Estado Milícia
Bolsonaro acena para apoiadores na rampa do Palácio do Planalto (Foto: Alan Santos/PR)
“Família. Filho da Puta. Puta que o Pariu. Filho de uma égua. Deus. Cacete. Foder. Fodido. Pátria. Putaria. Porra. Merda. Livre Mercado. Puta. Bosta. Estrume. Caralho. Brasil”.
Essa é apenas a forma que embala o conteúdo – muito mais abjeto que qualquer palavrão usado pelo presidente Jair Bolsonaro e seus ministros – do vídeo da reunião ministerial de 22 de abril de 2020.
O que é dito ali é pedagógico de outra questão: a dimensão sistematicamente descontrolada e contraditória do projeto neoliberal. Ou seja, Bolsonaro e seus ministros explicitam o que de mais monstruoso o neoliberalismo criou.

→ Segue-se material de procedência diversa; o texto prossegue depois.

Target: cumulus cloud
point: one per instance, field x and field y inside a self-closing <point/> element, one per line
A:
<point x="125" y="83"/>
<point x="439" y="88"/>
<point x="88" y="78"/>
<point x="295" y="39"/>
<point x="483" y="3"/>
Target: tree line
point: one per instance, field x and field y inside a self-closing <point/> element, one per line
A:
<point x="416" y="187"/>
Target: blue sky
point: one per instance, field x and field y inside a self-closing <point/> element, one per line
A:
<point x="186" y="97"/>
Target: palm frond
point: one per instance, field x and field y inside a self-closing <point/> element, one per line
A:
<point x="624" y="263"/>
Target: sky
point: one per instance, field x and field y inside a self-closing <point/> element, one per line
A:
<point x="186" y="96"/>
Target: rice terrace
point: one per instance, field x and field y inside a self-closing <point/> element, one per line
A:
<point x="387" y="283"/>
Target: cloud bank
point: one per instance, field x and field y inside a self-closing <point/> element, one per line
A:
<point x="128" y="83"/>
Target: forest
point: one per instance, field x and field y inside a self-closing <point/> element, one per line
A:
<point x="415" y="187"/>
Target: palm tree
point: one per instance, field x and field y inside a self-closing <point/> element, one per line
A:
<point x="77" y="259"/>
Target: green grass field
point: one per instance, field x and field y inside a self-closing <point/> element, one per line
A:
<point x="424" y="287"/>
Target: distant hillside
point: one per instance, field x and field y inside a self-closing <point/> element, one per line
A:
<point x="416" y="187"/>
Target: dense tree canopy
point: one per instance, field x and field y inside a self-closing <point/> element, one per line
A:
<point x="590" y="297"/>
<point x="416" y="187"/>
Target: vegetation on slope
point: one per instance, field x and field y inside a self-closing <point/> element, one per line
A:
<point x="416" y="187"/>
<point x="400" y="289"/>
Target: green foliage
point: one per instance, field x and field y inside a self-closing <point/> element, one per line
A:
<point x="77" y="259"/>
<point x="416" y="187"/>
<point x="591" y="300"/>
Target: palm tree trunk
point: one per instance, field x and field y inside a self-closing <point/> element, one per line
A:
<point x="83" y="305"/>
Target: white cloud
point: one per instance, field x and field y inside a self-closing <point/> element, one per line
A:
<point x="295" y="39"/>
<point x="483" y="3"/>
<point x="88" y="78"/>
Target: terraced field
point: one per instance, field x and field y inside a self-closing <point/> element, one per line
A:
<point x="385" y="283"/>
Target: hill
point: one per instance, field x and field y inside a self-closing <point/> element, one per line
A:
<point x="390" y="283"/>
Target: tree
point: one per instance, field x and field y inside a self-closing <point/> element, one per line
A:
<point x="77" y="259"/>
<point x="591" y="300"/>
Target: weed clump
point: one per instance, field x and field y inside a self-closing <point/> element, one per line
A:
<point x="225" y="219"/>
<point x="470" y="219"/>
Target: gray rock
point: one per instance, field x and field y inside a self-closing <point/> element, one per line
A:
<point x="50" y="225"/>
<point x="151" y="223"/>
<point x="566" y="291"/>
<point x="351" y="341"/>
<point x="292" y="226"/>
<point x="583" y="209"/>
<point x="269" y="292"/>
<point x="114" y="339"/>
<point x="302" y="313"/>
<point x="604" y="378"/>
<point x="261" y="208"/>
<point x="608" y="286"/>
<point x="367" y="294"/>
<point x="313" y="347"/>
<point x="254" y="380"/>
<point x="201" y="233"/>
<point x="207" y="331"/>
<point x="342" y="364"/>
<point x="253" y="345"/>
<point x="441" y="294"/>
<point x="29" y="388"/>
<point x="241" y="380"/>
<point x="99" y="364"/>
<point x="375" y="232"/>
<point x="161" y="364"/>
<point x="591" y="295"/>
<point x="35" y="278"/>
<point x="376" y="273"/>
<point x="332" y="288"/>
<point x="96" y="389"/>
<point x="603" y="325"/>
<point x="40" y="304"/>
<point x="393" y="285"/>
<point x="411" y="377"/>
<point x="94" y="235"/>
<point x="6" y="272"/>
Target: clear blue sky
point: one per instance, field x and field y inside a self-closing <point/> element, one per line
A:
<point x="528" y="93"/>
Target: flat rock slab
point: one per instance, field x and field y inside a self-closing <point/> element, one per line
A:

A começar pela relação entre violência, capitalismo ultraliberal e necropolítica. O liberalismo deu um bug e produziu uma versão distópica de si mesmo, colocando em crise os pactos éticos ocidentais, certo humanismo e as noções de justiça social. Sua face extremada aparece principalmente em países não centrais ou emergentes como Brasil.
É o que a teórica mexicana Sayak Valencia (Tijuana, 1980) chama de “capitalismo gore”, de sujeitos “endriagos”, monstruosos, descritos por Michel Foucault como aqueles que exercem poder nas sociedades e regimes de soberania. Sujeitos que tomam para si a tarefa de gerir a vida e a morte de seus súditos ou comandados.
O vídeo da reunião ministerial de Bolsonaro é o filme de um Brasil doente, uma espécie de “História da vergonha” escrita, filmada e registrada em tempo real.
A decisão do ministro Celso de Mello, decano do Supremo Tribunal Federal (STF), de abrir o sigilo do vídeo, traz algo ao mesmo tempo já visto e jamais visto.
O que é dito naquela reunião é muito mais grave que as alegadas interferências do presidente na Polícia Federal (PF), denúncia feita pelo ex-ministro da Justiça e ex-herói bolsonarista Sergio Moro, que ao atirar no presidente acertou o governo todo.
O que podemos assistir com uma lente de aumento que dói nos olhos é o modus operandi do governo, apresentado em suas entranhas, sem margem para dúvidas ou interpretações.
No “capitalismo gore”, segundo Valencia, a violência é utilizada, ao mesmo tempo, como tecnologia de controle e instrumento político. Demonstrações de poder e modus operandi.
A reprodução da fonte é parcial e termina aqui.